Cependant, l’envergure du changement nécessaire exige du gouvernement—de tous les gouvernements—qu’ils assument leur responsabilité. Soyons très clairs à ce sujet : les économies d’énergie et d’autres ressources qui sont à la portée de l’individu, pour admirables qu’elles soient, sont totalement insuffisantes. La prétendue volonté des grands groupes industriels de réformer leurs pratiques est un mensonge. Seuls les pouvoirs politiques peuvent avoir un impact réel à l’échelle globale. A titre d’exemple, l’Union Européenne a émis une directive limitant la puissance des aspirateurs domestiques à 1600 kWh. Le but de l’exercice est d’obliger les fabricants à produire des machines non pas moins puissantes, mais plus efficaces. Des mesures similaires sont à attendre concernant les grille-pains, perceuses, mixeurs, et autres sèche-cheveux qui devront être plus efficaces de 20 à 30%. Ce genre de réglementation a tendance à être mal vu : c’est l’Europe « touche à tout » qui ne « ne sert à rien ». Il n’empêche, appliquée à l’échelle de l’Europe, cette obligation d’efficacité fera l’économie d’environ 20 tWh (1 térawatt heure = un milliard de kWh).

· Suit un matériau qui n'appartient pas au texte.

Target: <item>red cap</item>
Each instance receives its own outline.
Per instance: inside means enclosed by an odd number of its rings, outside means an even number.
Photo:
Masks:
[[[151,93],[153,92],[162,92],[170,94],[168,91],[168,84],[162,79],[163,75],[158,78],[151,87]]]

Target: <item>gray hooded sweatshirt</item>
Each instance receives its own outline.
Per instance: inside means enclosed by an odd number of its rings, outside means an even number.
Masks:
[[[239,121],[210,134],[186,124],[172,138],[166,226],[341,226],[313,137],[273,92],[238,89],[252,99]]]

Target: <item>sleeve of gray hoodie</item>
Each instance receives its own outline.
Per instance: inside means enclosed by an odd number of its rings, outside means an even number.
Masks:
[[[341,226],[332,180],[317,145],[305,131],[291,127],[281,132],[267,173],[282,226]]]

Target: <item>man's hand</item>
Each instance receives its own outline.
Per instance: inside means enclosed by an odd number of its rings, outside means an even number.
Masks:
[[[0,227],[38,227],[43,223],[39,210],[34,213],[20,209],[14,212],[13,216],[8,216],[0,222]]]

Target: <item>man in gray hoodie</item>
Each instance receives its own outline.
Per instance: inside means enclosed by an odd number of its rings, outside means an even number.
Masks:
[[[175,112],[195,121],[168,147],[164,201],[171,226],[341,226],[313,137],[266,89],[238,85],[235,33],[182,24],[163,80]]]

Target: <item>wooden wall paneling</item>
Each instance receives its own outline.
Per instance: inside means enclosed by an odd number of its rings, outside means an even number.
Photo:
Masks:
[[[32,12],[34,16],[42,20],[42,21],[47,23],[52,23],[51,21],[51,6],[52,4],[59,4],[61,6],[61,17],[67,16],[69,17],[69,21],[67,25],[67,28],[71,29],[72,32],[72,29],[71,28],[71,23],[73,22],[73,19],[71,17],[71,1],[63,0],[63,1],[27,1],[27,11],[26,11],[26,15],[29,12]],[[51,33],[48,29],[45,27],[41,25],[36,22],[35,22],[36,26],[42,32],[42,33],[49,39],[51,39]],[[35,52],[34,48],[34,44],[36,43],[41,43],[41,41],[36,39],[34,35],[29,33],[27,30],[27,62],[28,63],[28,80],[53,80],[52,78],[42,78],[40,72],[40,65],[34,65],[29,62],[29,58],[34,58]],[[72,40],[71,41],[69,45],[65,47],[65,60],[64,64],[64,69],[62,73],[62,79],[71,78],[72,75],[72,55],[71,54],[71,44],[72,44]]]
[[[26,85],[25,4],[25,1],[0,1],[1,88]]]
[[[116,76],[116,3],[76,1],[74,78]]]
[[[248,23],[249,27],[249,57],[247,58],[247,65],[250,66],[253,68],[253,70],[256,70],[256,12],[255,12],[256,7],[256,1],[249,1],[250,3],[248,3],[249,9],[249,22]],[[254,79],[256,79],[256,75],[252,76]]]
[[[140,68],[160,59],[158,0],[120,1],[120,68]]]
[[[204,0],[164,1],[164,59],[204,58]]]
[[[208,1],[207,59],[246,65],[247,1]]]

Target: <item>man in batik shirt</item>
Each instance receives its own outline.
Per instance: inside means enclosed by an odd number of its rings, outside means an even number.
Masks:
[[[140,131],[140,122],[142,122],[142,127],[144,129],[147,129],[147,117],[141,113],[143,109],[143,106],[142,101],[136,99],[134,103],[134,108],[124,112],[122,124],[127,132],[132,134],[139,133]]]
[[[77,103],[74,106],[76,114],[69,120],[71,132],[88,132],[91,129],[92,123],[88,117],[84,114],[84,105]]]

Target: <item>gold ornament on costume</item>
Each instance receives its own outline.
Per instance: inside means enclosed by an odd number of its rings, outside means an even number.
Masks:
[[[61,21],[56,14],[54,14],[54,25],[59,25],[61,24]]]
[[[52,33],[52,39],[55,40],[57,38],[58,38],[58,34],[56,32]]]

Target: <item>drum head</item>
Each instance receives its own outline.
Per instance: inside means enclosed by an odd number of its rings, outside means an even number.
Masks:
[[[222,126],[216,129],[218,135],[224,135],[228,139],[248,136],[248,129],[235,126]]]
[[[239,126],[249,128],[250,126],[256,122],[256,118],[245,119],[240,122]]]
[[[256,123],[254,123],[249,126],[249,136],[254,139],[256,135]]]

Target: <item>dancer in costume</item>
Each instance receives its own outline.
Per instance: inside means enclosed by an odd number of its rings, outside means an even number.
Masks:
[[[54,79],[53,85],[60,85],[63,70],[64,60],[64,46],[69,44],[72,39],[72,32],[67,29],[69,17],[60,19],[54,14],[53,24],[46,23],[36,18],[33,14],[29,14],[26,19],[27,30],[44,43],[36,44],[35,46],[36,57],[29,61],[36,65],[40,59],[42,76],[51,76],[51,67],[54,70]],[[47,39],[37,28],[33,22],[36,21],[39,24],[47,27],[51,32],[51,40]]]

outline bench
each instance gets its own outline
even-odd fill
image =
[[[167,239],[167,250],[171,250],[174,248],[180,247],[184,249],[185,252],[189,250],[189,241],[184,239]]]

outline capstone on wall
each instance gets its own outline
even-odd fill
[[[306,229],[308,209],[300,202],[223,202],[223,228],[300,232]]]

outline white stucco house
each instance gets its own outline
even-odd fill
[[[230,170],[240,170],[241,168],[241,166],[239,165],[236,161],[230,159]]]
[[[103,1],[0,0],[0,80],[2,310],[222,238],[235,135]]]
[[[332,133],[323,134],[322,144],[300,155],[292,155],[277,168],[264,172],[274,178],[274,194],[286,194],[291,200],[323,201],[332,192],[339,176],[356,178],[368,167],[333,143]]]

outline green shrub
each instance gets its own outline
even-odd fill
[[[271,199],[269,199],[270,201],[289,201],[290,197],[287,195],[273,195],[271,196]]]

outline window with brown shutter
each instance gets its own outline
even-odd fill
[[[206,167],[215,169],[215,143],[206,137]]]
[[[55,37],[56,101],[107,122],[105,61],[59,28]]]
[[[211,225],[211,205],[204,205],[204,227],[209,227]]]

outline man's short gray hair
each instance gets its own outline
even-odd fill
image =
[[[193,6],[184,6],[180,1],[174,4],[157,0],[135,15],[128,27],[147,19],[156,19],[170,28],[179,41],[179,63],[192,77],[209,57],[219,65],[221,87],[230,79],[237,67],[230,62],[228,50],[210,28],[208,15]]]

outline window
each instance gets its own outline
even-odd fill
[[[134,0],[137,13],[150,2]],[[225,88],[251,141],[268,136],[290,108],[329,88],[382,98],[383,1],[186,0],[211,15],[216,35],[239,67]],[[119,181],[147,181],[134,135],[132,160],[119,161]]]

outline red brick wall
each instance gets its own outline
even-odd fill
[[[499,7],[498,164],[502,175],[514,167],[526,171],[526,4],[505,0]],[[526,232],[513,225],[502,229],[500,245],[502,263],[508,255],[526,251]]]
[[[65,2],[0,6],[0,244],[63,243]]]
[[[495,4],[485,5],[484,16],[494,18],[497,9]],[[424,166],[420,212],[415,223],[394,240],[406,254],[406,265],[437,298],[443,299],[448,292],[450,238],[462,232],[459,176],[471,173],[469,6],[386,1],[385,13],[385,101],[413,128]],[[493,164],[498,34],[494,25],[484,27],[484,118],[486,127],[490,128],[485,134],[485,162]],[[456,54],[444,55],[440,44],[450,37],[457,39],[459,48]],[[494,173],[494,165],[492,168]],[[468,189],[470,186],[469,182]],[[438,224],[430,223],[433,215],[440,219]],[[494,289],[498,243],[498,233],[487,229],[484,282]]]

Sur le plan mondial, les gadgets électroniques de toutes sortes (smart TV, tablette, iPhone…) dont l’efficacité pourrait être doublée, voire triplée, ont consommé 600 tWh en 2013, ou la production d’environ 200 centrales à charbon de taille moyenne.

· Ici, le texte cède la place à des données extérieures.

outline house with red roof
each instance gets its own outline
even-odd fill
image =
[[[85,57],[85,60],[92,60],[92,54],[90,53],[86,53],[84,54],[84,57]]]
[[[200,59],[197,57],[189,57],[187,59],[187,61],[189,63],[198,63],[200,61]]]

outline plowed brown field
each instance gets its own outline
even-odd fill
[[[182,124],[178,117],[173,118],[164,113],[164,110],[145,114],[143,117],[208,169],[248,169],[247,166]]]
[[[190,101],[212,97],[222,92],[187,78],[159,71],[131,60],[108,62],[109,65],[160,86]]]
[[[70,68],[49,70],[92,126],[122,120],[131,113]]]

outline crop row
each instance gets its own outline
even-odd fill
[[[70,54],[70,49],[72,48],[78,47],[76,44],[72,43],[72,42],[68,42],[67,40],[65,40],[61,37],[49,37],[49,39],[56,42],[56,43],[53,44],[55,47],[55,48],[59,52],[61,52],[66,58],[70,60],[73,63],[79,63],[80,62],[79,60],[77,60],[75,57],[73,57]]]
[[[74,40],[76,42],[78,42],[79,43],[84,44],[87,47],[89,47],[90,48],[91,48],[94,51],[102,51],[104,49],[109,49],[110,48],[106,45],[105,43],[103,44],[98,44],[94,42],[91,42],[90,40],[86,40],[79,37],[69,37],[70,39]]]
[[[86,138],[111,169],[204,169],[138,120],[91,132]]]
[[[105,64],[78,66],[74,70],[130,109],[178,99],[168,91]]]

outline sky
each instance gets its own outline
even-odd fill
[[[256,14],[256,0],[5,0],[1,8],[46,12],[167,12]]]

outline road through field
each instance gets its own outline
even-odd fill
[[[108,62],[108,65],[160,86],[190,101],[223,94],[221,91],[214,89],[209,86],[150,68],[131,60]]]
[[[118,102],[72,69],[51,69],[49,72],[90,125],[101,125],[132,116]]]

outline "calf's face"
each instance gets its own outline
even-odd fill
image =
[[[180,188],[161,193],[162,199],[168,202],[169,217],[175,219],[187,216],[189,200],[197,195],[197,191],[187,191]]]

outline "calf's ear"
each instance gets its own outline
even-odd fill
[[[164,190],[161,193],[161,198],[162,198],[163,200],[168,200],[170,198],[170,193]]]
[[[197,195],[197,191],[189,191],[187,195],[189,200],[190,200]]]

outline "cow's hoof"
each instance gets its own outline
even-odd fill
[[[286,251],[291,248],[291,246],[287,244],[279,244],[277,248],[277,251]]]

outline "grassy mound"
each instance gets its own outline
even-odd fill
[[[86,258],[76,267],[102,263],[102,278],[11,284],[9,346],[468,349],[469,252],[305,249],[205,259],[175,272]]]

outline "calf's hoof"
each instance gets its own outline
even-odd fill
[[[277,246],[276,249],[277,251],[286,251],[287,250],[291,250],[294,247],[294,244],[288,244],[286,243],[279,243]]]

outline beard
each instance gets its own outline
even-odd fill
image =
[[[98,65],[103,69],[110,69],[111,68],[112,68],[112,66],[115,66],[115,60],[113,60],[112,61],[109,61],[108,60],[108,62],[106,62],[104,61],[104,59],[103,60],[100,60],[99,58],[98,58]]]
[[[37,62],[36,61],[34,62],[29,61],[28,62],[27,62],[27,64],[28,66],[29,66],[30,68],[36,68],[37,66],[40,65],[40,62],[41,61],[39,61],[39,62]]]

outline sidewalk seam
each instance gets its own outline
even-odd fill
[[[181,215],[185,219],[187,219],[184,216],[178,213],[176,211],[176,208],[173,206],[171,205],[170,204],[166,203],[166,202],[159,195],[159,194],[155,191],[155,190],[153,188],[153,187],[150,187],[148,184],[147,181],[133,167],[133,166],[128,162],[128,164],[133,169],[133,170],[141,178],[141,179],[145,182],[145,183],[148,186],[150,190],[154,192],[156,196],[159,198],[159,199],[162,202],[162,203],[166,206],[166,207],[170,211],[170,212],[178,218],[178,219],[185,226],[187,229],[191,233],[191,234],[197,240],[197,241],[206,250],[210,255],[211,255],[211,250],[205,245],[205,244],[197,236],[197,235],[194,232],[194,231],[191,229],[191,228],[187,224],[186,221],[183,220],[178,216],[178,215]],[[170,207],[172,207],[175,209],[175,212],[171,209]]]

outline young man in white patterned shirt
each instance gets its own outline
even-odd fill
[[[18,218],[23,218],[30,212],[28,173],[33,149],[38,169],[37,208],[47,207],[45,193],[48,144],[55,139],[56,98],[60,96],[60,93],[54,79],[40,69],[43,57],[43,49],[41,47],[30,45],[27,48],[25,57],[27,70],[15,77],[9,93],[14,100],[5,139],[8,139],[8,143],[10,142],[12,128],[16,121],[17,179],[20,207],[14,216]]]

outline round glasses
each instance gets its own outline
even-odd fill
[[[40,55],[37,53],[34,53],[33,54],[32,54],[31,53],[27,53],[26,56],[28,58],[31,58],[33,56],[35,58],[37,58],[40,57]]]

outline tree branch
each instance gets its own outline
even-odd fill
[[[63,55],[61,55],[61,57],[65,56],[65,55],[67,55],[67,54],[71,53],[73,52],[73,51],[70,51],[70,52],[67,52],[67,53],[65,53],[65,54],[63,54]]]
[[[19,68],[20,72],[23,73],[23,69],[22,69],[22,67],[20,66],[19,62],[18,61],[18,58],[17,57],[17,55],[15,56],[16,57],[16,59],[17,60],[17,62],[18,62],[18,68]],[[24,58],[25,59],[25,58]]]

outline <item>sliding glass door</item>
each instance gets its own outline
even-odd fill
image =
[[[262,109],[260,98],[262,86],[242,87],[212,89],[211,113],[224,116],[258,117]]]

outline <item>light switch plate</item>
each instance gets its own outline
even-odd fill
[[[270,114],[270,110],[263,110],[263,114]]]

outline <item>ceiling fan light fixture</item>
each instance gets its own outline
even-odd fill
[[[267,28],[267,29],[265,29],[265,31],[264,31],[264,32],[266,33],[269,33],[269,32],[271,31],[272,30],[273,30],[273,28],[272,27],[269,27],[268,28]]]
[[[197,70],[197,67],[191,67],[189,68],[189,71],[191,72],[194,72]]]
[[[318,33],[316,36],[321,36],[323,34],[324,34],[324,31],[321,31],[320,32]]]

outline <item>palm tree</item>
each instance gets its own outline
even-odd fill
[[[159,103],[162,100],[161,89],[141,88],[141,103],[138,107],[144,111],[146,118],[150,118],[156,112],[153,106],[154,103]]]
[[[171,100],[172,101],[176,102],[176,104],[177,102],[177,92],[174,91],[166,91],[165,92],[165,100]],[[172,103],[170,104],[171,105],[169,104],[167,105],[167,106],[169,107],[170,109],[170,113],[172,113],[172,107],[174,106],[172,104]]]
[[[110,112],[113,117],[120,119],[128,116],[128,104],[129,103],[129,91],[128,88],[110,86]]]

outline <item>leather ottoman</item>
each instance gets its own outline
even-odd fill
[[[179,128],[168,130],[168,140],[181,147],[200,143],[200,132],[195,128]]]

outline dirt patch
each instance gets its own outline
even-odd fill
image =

Hélas, les gouvernements n’agissent plus en toute souveraineté dans un monde où l’argent a le dernier mot. En mettant un terme au développement de ses centrales nucléaires, l’Allemagne se trouve poursuivie par un grand groupe industriel se plaignant d’un manque à gagner. De même la Californie est attaquée par l’industrie auto-mobile pour avoir osé envisager une législation qui, à l’horizon de onze ans, rendraient les voitures américaines aussi peu consommatrices que le sont déjà les voitures chinoises !

L’accord de libre-échange UE/USA, actuellement en préparation, ne va rien faire pour réduire le risque de ce type de procès. Bien au contraire, il pourrait—selon la manière dont on en abusera—légitimer le sabotage de toute tentative de changement radical de la part des gouvernements européens.

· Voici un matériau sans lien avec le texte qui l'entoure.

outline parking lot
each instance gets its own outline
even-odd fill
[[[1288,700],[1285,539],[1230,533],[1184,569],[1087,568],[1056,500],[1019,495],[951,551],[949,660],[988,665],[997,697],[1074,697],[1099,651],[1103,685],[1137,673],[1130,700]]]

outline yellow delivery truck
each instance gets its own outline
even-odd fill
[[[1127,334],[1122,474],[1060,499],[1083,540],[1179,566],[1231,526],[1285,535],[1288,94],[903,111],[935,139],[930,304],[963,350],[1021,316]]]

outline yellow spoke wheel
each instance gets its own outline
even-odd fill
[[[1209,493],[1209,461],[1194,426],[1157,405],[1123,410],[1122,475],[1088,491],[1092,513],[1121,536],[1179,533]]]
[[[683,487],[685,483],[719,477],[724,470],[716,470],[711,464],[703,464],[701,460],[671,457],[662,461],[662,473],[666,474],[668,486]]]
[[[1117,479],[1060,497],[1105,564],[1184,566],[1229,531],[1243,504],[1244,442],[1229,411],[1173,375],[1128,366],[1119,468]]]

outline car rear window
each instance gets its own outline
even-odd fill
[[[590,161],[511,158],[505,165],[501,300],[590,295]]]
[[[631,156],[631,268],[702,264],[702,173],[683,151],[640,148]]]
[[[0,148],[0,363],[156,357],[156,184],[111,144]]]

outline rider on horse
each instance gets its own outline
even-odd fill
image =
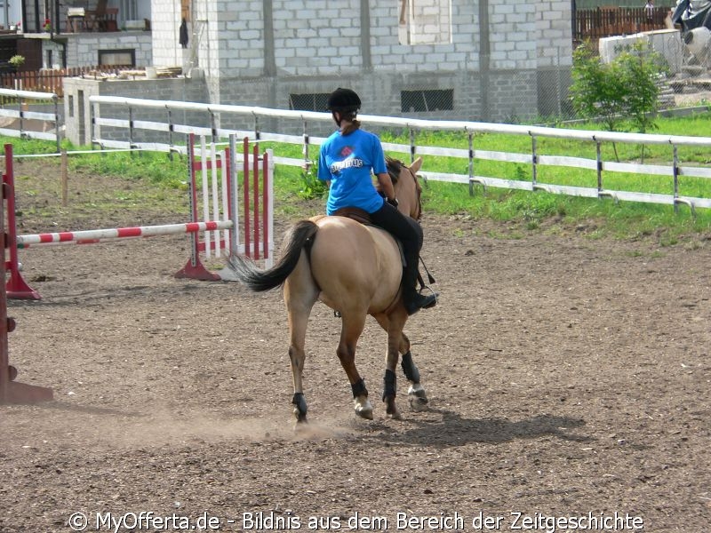
[[[318,179],[329,186],[326,213],[332,215],[343,208],[361,209],[370,215],[374,225],[400,240],[405,258],[403,299],[408,314],[413,314],[437,302],[434,294],[420,294],[416,288],[422,228],[397,211],[380,139],[360,129],[356,119],[360,107],[361,99],[350,89],[336,89],[328,99],[328,109],[339,130],[321,146],[319,156]],[[385,198],[373,185],[371,171]]]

Enfin, je ne serais pas complet si je n’évoquais pas la future situation cible adoptée par SDSN et le DDPP : à savoir, la stabilisation du niveau de CO2 atmosphérique à 550 ppm d’ici à l’an 2050. C’est-à-dire, 100 ppm plus haut que la recommandation de Hamilton. La différence pourrait être cruciale, mais la discussion est très technique et je vous renvoie plutôt vers le chapitre 6, et le paragraphe sur “Le mythe de la stabilisation” dans “Requiem pour l’Espèce Humaine” de Clive Hamilton.


 


* Toutes les manifestations de la perturbation climatique que nous observons aujourd’hui proviennent d’un réchauffement global de moins de 1°. Il est sûr et certain que nous atteindrons les +2° : les 400 ppm de CO2 déjà dans l’atmosphère n’y laissent aucun doute. Nous ne savons pas quel sera l’impact de ce deuxième degré, mais il faut supposer que ce sera pire.

 Hélas, son site est accessible aux seuls anglophones, ce qui est pour le moins regrettable.